Currently I’m working on some white fleece from another sheep in her flock, Suzie the Shetland. This is slowly going through my drum carder – I had forgotten how much time and effort goes into feeding locks in and slowly turning the handle.




There’s still a fair amount of Shetland scenery embedded in the carded fleece, but hopefully that will fall out when I spin it – I want to make something for Suzie’s owner and it probably would be more comfortable if it was made of wool not thorns!


Batts and attempts at long-draw

I have been at the drum carder again…  Last week I read this blog post by Vampy which describes how to create batts with colour shading (basically layer the colours, split the layered batt into strips, fluff the fibre strips out sideways and feed them through again).  The photos showed lots of sparkle being added – how could I resist 🙂 ?

This was my attempt number one:

It worked, but I think the fibres were a bit too close in colour to show the colour changes clearly.   I used three different colours, pale blue, teal and green but it looks more like two colours.  I tore the finished batt into about 5 strips and spun them in order, then navajo plied them so the yarn would fade from dark to light:

Now, it’s not perfect, but could you just note that most of the yarn is pretty smooth and even.  I’m currently knitting it into some iPod cases using 1.5 mm needles and it’s looking fine.  I’d like to mention that now, because some of the later pictures are not so pretty…

I tried another batt, with a wider colour variation:

This colour combination seemed to come to me from nowhere.  Whilst congratulating myself on my amazing creativity, I realised it wasn’t my creation at all!  I had been looking at artwork online by Lorrie Whittington, a local artist, who has used this pallette of blues and purples in some of her work and it had obviously imprinted itself on my mind!   Do go and take a look at her work, it is swirly and whirly and beautiful!

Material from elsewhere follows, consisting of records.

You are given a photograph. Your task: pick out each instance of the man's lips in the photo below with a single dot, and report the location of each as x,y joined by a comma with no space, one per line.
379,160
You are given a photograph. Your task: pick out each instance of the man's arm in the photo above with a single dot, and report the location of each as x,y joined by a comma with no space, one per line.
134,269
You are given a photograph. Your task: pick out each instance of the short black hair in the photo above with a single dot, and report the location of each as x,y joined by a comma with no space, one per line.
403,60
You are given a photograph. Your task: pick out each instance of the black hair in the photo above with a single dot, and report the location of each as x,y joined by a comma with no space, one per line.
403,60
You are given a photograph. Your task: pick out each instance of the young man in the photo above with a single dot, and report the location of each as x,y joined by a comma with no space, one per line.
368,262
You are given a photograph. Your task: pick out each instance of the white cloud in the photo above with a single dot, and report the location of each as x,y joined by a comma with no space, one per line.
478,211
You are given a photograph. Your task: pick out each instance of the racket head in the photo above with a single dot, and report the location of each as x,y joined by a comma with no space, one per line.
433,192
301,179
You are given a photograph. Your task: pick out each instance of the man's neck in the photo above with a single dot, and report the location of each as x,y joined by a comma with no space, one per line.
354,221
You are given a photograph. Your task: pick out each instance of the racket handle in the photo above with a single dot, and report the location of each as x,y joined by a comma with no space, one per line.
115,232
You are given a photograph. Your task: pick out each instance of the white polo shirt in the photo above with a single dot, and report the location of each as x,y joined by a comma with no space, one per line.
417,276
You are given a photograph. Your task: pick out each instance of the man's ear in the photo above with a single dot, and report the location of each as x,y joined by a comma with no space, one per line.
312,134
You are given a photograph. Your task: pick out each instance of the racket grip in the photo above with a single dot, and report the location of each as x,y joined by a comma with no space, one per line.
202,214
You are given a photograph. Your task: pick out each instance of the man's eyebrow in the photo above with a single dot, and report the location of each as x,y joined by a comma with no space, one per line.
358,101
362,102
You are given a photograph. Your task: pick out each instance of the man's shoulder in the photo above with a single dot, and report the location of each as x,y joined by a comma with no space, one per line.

This time, I split the batt into a dozen or so strips to try and get a more gradual change in colours:

Again, I spun singles.  Then, half way through the bobbin something in my head said ‘try long-draw’…  I’ve been meaning to, having watched Ruth at the spinning group whizz through yarn effortlessly.  The sensible thing would have been to try it out on some fibre that was hanging around waiting to be spun, something ordinary or in a colour I didn’t like particularly – goodness knows that there’s plenty around!  But no, something took over and I started playing around half way through using the batt I had so carefully laboured over. 

I could not quite bring myself to remove my left hand from pinching the yarn and stopping the twist, but my right hand was happily moving backwards with the fibre stretching out in a trail as my hand went back.  I even managed to get rid of my vice-like grip on the fibre, remembering what I had been told at the Weald and Downland when I tried the Great Wheel – ‘imagine it is a butterfly in your hand, you don’t want to crush it’.  So, my attempt was probably nothing like long-draw at all.  I’d call it coward’s long-draw at best!

This was the result – a small skein of yarn which starts off purple and even and smooth and then deteriorates into lumpy bumpyness as it turns blue.  It didn’t help that I plied it whilst my daughter was watching Mary Poppins – there’s something about Dick van Dyke doing a Cockney accent that reduces me to tears of laughter…

I’m pleased I had a go, but it served as a reminder as to how much there still is to learn about fibre and spinning.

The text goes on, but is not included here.